Changement de sexe à l’état civil : la CEDH donne raison à un citoyen tchèque « non binaire »
Le 12 juin, la Cour européenne des droits de l’homme (CEDH) a rendu un arrêt considérant la République tchèque coupable de « violation du respect de la vie privée »[1] dans une affaire qui l’opposait à l’un de ses ressortissants se déclarant « non binaire »[2]. Ce dernier, T.H., né homme en 1977, voulait faire modifier sa carte d’identité.
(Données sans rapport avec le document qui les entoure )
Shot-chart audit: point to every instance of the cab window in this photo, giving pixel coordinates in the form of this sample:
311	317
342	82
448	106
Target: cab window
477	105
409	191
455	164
Après un premier refus pour faire apparaitre la mention « neutre », il avait demandé à être reconnu comme une femme.
En 2012, le gouvernement tchèque avait accepté la modification de prénom du requérant. Le rejet de sa demande de changement de sexe sur sa carte d’identité était lui motivé par le fait qu’il n’avait pas subi d’intervention chirurgicale de « transition de genre ». Une opération que T.H. avait refusée de crainte de devenir stérile.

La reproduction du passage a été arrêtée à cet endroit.